Thursday, May 6, 2010
Grab bags -- good or bad?
She said she would like to do some fiber art when she got home, but had no idea what kind. She was envious of all my miscellaneous stuff and thought that if I would send her a grab bag every now and then, that would fuel her imagination and encourage her to make some fiber art.
I said I would, but I did so with trepidation. Much as I love working with other people’s discards and leftovers, I think it’s hard to get from that point to substantive art. The problem with grab bag inspiration is that the work is usually one-off, and you know my opinion that substantive art is generally achieved by working in series.
True, sometimes artists come upon grab bag troves, for free or at the flea market, that contain enough goodies to sustain a series. We’ve all heard stories about finding a whole carton of old gloves, or thousands of buttons, or a suitcase full of old photos. You can do a lot with dozens of something, exploring new ideas and refining them into a coherent body of work.
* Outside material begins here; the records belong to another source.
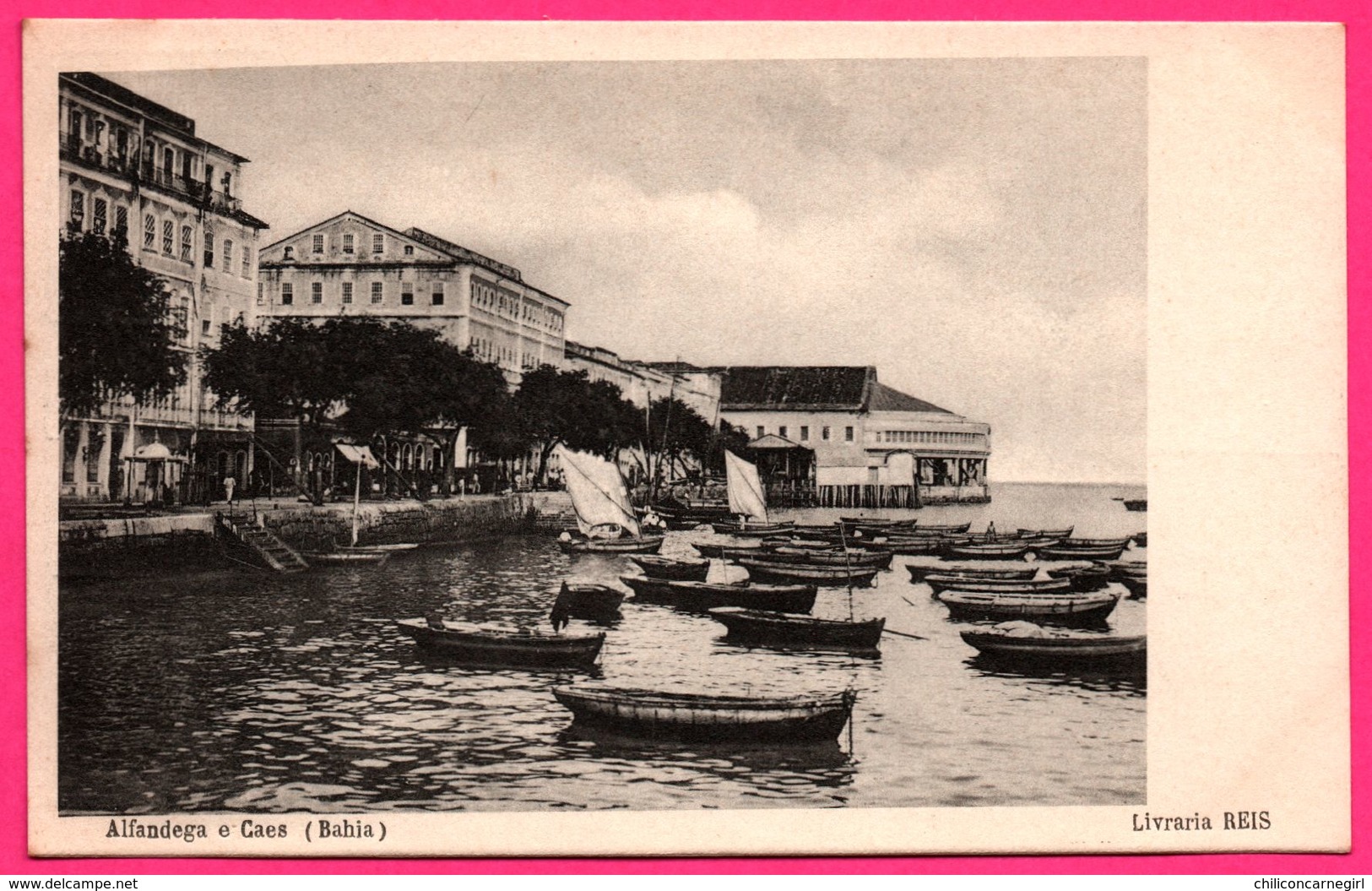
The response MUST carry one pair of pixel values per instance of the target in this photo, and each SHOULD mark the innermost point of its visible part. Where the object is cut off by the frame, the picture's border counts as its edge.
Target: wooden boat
(1009, 551)
(476, 644)
(1046, 533)
(626, 544)
(1084, 577)
(1024, 641)
(919, 570)
(604, 515)
(1062, 552)
(664, 568)
(593, 603)
(346, 557)
(797, 630)
(1065, 608)
(663, 714)
(1007, 585)
(702, 596)
(811, 574)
It so happens that I have a flea market trove of old photos that are available for art, and I have used these photos to make three grab bag challenge pieces. The jury is still out on whether this series is substantive or just sentimental, but I think it has potential, and will probably keep it up, if only once a year for the grab bag challenge.
I’ve sent her first learning project, which has to do with stitching. So I’m going to make her a grab bag of threads and base fabrics she can use in this project. Plus some other goodies that I hope won't send her down the road to junk art perdition. Sure, it might be more flashy to send her a packet of angelina fibers, except that wouldn’t push her in the direction of serious art, and besides, I don’t own any angelinas to begin with, thank heaven. (Talk about junk art!!!) (Apologies to those who make serious art with angelinas, if such folks exist.)
I’ll post soon about the learning project; maybe you’ll find something interesting there too.